Judge Paul Niemeyer took control early in the hearing in which Microsoft sought to appeal a federal district court ruling that it must ship Java with every copy of Windows the software giant sells. Niemeyer challenged Suns lead attorney, Lloyd “Rusty” Day, almost immediately when he stood to argue for Suns right to the “must-carry” Java provision, noting that that the remedy Sun is seeking is not suited to the claim it made in the courts.
Niemeyer said Sun laid its claim of existing harm by Microsoft on the issue of Microsofts illegal maintenance of its monopoly position in the PC operating system market, yet the preliminary injunction ordered by U.S. District Judge J. Frederick Motz addresses potential harm Sun would face from Microsoft in the middleware market, an “emerging” market where Suns Java competes with Microsofts .Net platform.
“If your concern is about the PC operating system market and your client is not in that market, why do you care?” Niemeyer asked Day after setting the tone with two initial questions about Suns claims.
“First of all, we are in that market,” Day claimed, saying that Sun sells Solaris on the Intel platform.
“Well, the district court judge got it wrong, right?” Niemeyer asked, driving in.
“No, he didnt get it wrong,” Day attempted.
Niemeyer then said: “In order to get relief, you have to be injured in the relevant market …”
As Day continued to struggle to make his point, Niemeyer laid bare the Sun case and cut the Sun attorney short several times.

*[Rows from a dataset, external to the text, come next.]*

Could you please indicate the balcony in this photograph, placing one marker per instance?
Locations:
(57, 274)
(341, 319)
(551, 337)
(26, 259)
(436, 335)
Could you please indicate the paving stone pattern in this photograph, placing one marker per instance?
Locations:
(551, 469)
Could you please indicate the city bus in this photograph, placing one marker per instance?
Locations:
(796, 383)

Microsoft and Sun argued before a three-judge panel consisting of Niemeyer, H. Emory Widener, Jr., and Roger Gregory.
Day later reintroduced the Tonya Harding/Nancy Kerrigan analogy, saying, “Its an absolute certainty that Microsoft hobbled Java. Microsoft has hobbled Suns ability to compete.” Day argued that Motz based his findings on the fact that the “potential” harm from Microsoft could be deferred by his injunction.

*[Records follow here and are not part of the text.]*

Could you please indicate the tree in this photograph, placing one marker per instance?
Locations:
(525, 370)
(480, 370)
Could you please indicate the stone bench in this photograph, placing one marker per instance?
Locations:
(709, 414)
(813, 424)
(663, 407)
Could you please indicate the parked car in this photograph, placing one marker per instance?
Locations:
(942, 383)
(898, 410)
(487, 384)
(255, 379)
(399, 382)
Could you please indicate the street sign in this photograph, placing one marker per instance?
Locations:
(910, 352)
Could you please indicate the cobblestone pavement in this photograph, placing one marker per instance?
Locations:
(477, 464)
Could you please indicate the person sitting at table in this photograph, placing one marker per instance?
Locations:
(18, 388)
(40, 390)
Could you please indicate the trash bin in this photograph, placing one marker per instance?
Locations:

“You just gave it away there!” said Niemeyer said. “A potential competitor—you have to be a competitor there” in the relevant market to be granted relief, the judge said.
Later, Judge Gregory, the only other judge to question the attorneys in the case, said to Day: “Your argument is Microsoft is being found guilty of discharging a firearm in the direction of human beings, but its a slow-moving bullet and now we have to see where it lands?”

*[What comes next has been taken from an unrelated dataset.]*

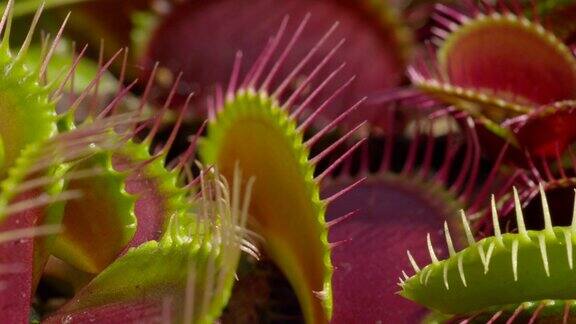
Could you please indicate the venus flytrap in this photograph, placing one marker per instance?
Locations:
(504, 269)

Day responded, “Yes, and Microsoft was shooting at Suns knee. What Microsoft did is what Tonya Harding did.”
Niemeyer quipped: “But what you did is asked for a remedy to fix her elbow and not her knee.”
Microsofts attorney, David Tulchin, argued that a preliminary injunction such as the one Sun is seeking is unprecedented as a remedy before a case has been tried. “Never before has a preliminary injunction been used in an antitrust case to alter dramatically the status quo in a market, and here to benefit the dominant form in that market.” Tulchin noted that Sun holds more than 90 percent of the server operating system market and is a leader in the platform market for cell phones, PDAs and other devices with its Micro Java implementation.